I am trying again. I am busy injecting myself, taking pills and supplements, drinking herbs and changing patches in a second attempt at creating a baby. (This is how you do it, yes?) IVF is perhaps not for the sane-hearted. You really have to want this so badly you are prepared to put yourself (and, in my case, the five-year-old I live with) through a brief menopause (waking up thinking, Why is my house so damn HOT?), then extreme PMT (be warned: this is where I am now, although mostly I'm just weeping rather than shouting) and all manner of undignified scans (although I love seeing my amazing insides on the screen). So, some time in the first half of March one of my snow babies (frozen embryos) will be brought home to my womb, hopefully to snuggle in safe and sound (which is what didn't happen last time). After the transfer is the epic two-week wait until I can do a pregnancy test.
It is a good time to be making a baby. The flowers are coming out; we have had a couple of days of strong sun; long-tailed tits are eating fatballs outside my window; a red admiral is against the pane; and my friends are having babies, just to prove it really can be done and Pickle wasn't some kind of fluke.
Not a fluke, but still a miracle which dazzles me every day. And so many days... Pickle is five now. Five whole years. We went to a puppet show at the theatre with one of her friends and had a little party at our house, with games and balloons and party food and the splendid diplodocus cake her Gappy had made with her (to Pickle's design).
Her actual birthday was a school day, so we stopped on the way home for hot chocolate, then a lot of present opening.

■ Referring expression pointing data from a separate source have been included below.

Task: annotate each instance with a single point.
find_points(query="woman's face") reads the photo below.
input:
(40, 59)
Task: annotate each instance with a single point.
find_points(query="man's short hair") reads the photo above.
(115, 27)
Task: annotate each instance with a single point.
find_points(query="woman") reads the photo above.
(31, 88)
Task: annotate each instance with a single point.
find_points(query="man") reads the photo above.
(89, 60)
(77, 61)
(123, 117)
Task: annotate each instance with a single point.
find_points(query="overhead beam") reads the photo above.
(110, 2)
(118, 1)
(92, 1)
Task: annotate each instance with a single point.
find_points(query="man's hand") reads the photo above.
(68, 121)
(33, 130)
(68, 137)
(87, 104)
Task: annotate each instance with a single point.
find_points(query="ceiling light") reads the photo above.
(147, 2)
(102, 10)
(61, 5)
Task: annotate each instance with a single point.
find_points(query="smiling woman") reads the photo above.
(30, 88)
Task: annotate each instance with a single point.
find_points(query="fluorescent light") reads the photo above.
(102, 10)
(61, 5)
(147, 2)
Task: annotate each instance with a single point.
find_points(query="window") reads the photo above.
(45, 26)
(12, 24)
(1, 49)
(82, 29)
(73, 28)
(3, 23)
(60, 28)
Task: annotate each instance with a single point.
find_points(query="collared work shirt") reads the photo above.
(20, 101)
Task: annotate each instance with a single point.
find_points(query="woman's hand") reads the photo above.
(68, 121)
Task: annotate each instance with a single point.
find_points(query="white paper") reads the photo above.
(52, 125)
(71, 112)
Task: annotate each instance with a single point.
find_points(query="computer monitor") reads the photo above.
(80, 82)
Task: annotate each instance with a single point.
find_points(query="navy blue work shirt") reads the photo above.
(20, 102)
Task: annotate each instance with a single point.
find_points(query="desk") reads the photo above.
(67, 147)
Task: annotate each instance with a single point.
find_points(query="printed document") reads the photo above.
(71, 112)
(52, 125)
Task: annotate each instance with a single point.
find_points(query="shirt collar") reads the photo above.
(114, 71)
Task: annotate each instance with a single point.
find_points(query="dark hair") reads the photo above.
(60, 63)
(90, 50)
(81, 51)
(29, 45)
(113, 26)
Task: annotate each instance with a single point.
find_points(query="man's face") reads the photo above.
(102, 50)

I hadn't expected Pickle to be at school on her birthday because I didn't think she would be going back after half term. She began in January, then quickly became really ill and missed the bit when her friends who'd started with her became confident. She hated it and was miserable for a long time. Holding to my belief that she would love school if she could get over this first insecurity, while constantly wondering if I was just putting her through hell for no reason, has been the hardest thing, apart from getting us through without Thomas, that I have done as a parent. There is such a strong desire to make her happy and I could have done that so easily. I could have quit at any moment and decided she wouldn't go to school. Pickle would have been delighted and I would have been very relieved. I came very close so many times, but held my nerve. I had seriously thought about home schooling, at least for the first few years, but her school has allowed me and other parents to send our children part-time. Pickle goes three days a week and enjoys it. She often doesn't want to get out of bed and she hates to be rushed getting ready, but she is full of good things when she comes home and is proud of what she is learning.
We do some home schooling still, but I'm happy if that happens in an informal way and trips out definitely count. Recently we went to The Eden Project with friends. The girls loved dressing up.
I failed to interest Pickle in some great sculpture.
We saw lots of wonderful plants and listenend to an accordian-playing storyteller with a beautiful throne.
In the tropical biome, the children took their tops off and discovered they could cool themselves by slathering cold mud over their bellies. They looked wonderfully feral but my camera couldn't withstand the humidity so no pictures.
So, my girl is now five. I am walking a very wobbly hormonal tightrope. A month from now I may be pregnant. Thank heavens for spring!